Gains in throughput, reduced purification time, and fewer procedural headaches add up over months and quarters. For small labs balancing discovery with teaching or budget gaps, the right starting material can stretch resources surprisingly far. As regulatory pressures and sustainability demands increase, products that can streamline synthesis, minimize byproducts, and decrease hazardous waste become invaluable. 2-Cyano-3-fluoropyridine’s performance in these areas makes a convincing case for its continued relevance.

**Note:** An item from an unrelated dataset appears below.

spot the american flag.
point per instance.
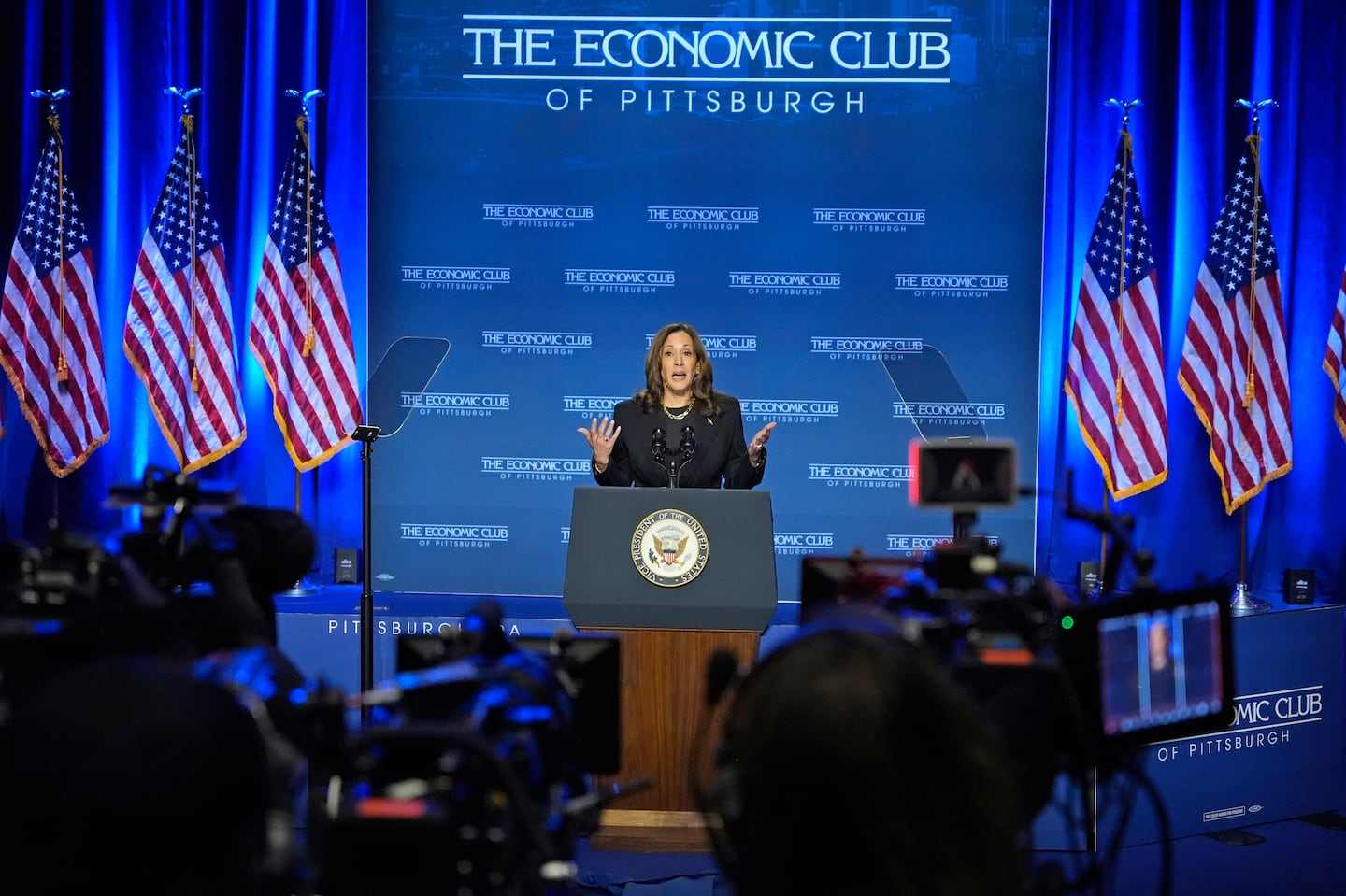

While the marketplace overflows with exaggerated claims, consistent results build true trust. Users who return to this compound again and again do so because it makes bench work less complicated and more productive. Time spent solving synthetic bottlenecks or cleaning up failed runs fades. What stands out is progress in complex molecule synthesis, successful reactions, and fewer interruptions.
Those pursuing tomorrow’s therapies, crop solutions, and materials benefit from flexible, reliable ingredients. In my experience, 2-Cyano-3-fluoropyridine fits that bill better than most. It helps bridge the gap between lab intention and real-world outcome, adding value far beyond its molecular formula.